Windows machines are becoming more Mac-like, and Macs adopt more Windows features every day, but a considerable gulf remains between the two popular consumer platforms. Macintosh Windows Integration: Integrating Your Macintosh with Windows 95/98 and Windows NT Environments explains how to get work done in an environment that includes both kinds of computers.
As an aid to those with experience in only one kind of computer's networking conventions, there's coverage on networking Macs and a separate chapter on networking Windows machines. After laying that groundwork, the book dives into cross-platform networking with TCP/IP and other protocols.
You'll find explicit procedures, accompanied by lots of screen shots, that show how to fit a Mac into a nest of Windows boxes and vice versa. There's a very helpful section on hooking one Mac to a single Windows computer via a null modem cable or crossover Ethernet cable, as well as some documentation of Virtual PC, SoftWindows, and hardware-based solutions for running PC software on the Mac. There's a lot of information here about Unix machines too. --David Wall
Topics covered: Exchanging files on floppy disks, converting files with special software, reconciling differences in filename conventions, and setting up multiple partitions on storage devices.

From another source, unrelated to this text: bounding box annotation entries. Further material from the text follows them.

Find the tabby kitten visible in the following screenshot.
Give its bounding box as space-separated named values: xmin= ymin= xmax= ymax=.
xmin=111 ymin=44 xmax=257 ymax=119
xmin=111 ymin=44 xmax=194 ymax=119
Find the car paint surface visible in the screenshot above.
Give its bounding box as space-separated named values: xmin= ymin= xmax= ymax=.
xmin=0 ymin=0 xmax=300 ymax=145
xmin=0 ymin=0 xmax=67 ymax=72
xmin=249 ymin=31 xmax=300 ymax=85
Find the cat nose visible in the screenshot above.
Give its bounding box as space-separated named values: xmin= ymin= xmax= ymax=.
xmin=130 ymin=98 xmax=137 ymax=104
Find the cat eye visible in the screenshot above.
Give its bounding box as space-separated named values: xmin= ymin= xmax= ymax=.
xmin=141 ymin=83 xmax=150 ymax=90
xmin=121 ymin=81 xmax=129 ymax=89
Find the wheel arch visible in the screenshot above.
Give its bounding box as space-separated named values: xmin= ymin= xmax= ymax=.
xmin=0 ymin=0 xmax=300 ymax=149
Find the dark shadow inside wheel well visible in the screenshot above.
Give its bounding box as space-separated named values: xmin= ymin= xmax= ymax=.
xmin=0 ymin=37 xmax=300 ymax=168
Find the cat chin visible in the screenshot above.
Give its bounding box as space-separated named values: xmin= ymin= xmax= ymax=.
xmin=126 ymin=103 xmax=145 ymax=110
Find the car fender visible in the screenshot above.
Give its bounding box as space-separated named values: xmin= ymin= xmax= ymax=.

There is a growing need for information on integrating Macs with Windows 95 and NT, as Windows 95 is the mainstream market-leading workstation platform and Windows NT is increasingly becoming the network service of choice. This text provides a resource for Mac users who are being forced to integrate into the Windows world. It should also be helpful for organizations migrating away from Macintosh towards Windows NT workstations. A Web site is included that supports the book by providing updates.